Managing Brilliant but Uneven Minds: My Theory-to-Algorithm Workflow
coding-agents, theory-to-algorithm, executable-research, model-validation
I am genuinely excited. I now have brilliant but profoundly uneven minds at my command: a new natural-language interface to the digital world and to a vast body of online knowledge. I can call on ten agents concurrently and watch them work at superhuman speed on some narrow tasks. The job description of a knowledge worker is changing accordingly. A central question is no longer only “How do I do this work?” but “How do I become an effective manager of these interesting minds?” Their speed, range, and stamina are extraordinary. Their judgment, context, and accountability are not.
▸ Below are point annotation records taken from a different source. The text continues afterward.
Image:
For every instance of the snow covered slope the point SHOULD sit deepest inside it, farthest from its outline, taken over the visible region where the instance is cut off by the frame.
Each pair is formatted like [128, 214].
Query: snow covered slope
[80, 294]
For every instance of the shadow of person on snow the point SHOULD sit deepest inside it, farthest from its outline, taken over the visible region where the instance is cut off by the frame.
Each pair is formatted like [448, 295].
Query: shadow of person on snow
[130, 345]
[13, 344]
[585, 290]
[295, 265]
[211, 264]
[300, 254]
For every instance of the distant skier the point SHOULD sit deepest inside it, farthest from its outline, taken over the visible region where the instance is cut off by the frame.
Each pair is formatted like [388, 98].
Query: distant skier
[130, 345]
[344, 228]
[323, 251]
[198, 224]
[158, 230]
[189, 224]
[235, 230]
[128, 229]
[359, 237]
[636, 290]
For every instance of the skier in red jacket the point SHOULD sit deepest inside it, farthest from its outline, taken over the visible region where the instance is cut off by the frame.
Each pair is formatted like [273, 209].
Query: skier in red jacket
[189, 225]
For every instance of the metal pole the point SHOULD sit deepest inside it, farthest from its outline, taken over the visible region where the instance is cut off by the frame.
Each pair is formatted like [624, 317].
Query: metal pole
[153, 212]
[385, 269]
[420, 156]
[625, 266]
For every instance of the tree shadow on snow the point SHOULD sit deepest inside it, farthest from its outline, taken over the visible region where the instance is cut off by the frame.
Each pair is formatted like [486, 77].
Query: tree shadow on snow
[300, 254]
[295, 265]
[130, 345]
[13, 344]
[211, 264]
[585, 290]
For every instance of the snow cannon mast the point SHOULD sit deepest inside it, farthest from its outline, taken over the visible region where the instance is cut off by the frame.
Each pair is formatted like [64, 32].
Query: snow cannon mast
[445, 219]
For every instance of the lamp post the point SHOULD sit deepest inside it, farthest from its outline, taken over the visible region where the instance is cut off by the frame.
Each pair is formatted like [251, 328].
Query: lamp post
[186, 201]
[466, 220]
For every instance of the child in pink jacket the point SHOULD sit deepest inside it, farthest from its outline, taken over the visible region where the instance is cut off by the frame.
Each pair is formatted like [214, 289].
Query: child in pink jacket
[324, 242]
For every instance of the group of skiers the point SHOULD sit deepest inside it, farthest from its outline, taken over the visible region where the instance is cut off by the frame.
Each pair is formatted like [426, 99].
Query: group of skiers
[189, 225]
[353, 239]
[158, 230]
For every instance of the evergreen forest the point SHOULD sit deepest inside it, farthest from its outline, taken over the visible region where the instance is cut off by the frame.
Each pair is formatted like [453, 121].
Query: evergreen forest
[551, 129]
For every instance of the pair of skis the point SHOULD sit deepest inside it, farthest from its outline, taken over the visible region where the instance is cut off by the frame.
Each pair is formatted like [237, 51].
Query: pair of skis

The fascinating new craft is learning how to work around those weaknesses and use those superhuman abilities to produce good code and good knowledge work—not AI slop.
- Manage
Treat agent output as delegated work, not revealed truth. - Recognise disruption
Ask what a new cost and capability curve changes. - Define
Turn users' tacit expectations into an explicit estimand. - Ground
Separate theory already applied from ideas still to test. - Cycle
Version assumptions, evidence, candidates, and decisions. - Inspect
Publish the workflow and its complete case study together. - Learn
Borrow useful practices without outsourcing responsibility.
The management job
Calling these systems “minds” is deliberately provocative, but it is not a claim that they are people. It describes the experience of delegating a messy intellectual task, receiving a surprising interpretation, challenging it, and watching another attempt arrive in seconds. Natural language is the interface, but the useful agents are not confined to chat. They can search, read a repository, run programs, inspect a browser, edit an article, and compare the result with an explicit test.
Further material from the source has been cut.